Right now, somewhere in the mountains of Northern Nevada, data scientist Will Kurt is busy pondering the study of probability. Whether it’s explaining Bayes’ Theorem with lego pieces, or walking you through different ways to write Monte Carlo simulations with R, Kurt is always thinking up interesting ways to illustrate “what makes probability theory both immensely important in how we understand the world as well as a delight to study in its own right” for his blog, Count Bayesie.
I first discovered Kurt’s blog after multiple data scientists mentioned that Count Bayesie was on their regular reading lists. Based on the blog topics covered, my assumption was that Kurt must have come to data science via a background heavy in math and statistics. Yet, I was surprised to learn that Kurt was an English major as an undergrad, and graduated without having taken a single formal math course.
I recently caught up with Kurt about his unique path to becoming a data scientist, getting served ice cream by Ray Tomlinson (the guy who put the @ sign in email), and the one bit of advice he’d give to a data scientist who’s just starting out.
The software spark
I’m willing to bet that Kurt may be the only English major to start a probability blog. Kurt studied English and Literature as an undergraduate at Rutgers University, graduating without taking any math courses, nor having any programming ability.
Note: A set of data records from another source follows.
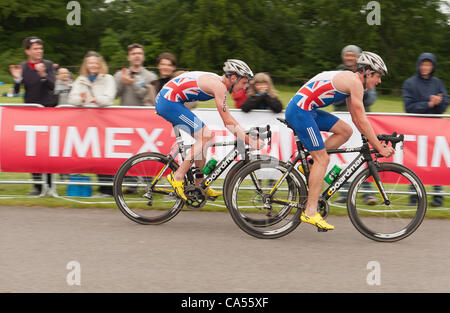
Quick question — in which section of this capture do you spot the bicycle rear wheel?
[228,160,307,239]
[347,162,427,242]
[113,152,184,224]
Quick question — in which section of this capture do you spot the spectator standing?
[241,73,283,113]
[402,53,448,207]
[69,51,116,197]
[9,36,56,195]
[54,67,73,105]
[231,88,247,109]
[334,45,377,205]
[114,43,158,106]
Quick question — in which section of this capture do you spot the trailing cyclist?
[155,59,263,201]
[285,51,394,230]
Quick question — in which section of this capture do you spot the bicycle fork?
[367,161,391,205]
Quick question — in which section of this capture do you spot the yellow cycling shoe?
[300,212,334,230]
[206,187,223,197]
[166,173,187,201]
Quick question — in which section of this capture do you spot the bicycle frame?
[269,135,390,205]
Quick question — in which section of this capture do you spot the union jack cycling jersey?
[289,71,349,111]
[159,71,221,103]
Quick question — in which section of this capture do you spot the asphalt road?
[0,207,450,293]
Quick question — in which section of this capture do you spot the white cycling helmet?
[223,59,253,79]
[357,51,387,75]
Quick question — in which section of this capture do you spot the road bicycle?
[113,125,276,225]
[225,118,427,242]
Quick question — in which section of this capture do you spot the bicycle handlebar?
[245,125,272,140]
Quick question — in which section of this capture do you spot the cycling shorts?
[155,94,205,135]
[285,105,339,151]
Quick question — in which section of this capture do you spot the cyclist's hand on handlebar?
[378,143,395,158]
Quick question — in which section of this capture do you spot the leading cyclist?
[155,59,263,201]
[285,51,394,230]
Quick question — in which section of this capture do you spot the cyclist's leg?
[174,125,212,182]
[285,105,330,216]
[315,110,353,149]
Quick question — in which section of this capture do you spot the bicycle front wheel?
[113,152,184,224]
[347,162,427,242]
[227,160,307,239]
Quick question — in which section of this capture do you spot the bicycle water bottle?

He went on to pursue his Master’s in Library and Information Science and started his professional career working at the MIT libraries.
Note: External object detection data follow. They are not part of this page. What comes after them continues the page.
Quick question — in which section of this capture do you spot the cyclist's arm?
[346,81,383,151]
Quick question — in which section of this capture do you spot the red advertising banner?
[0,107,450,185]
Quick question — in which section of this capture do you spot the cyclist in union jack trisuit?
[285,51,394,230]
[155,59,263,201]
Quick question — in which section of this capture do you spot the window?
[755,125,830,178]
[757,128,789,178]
It was while at MIT that Kurt was first exposed to the world of software and programming, and as this exposure increased he began to realize, “If I don’t learn to code here, I’m really going to kick myself when I get older.” So, he signed up for an intersession course in Python in the hopes of learning programming. On the first day of the intro course they asked the room full of 250 people to raise their hand if they had programming experience and Kurt was literally the only one who didn’t raise his hand. He said, “I almost ran out of the room thinking I don’t belong here.” But, then he reminded himself that the hardest part of learning something new was always getting over that initial fear. So, he stuck it out and the course ended up sparking an intense interest in software and programming.
Eating ice cream with the ARPAnet vets
Around that time Kurt got a job as a research librarian at BBN Technologies, a company that played a key role in the creation of the internet. Here Kurt was exposed to the people who were responsible for building a large amount of the hardware and software of ARPAnet, the government-funded network that was the precursor to the internet, built in the late 60’s and 70s. This included a particularly memorable staff event where the legendary Ray Tomlinson served ice cream to the rest of the staff. Overall, it provided Kurt with a unique glimpse into the potential of software, computer science, and machine learning.
Kurt described himself at that point as a librarian “who barely knew how to code, and didn’t even know calculus,” but he could tell the stuff that he was starting to learn was the future – building out complicated models, machine learning, etc. This led him to start taking night classes at Boston University: Intro to Computer Science, Java, and also Discrete Math and Data Structures. He found that he really enjoyed the Discrete Math and Data Structures classes, and when he shared his level of enjoyment with people they encouraged him to go further down that path, telling him that discrete math is usually what filters people out, and that few people genuinely like it.
Out of the stacks and into software
A short time later, Kurt and his wife moved to Nevada where they were both faculty librarians at the University of Nevada, Reno. He began to take graduate classes in computer science, eventually earning his Master’s degree, and officially moving out of libraries and into software. It was during this time that the seeds of his blog, Count Bayesie, were first planted in Kurt’s mind. He still had very little formal math background at this point: “I really didn’t know calculus that well, and I didn’t know linear algebra, so I felt illiterate, and had to teach myself all of these things in order to function.” This led to a fascination with how we learn math, and how we learn to evolve our learning.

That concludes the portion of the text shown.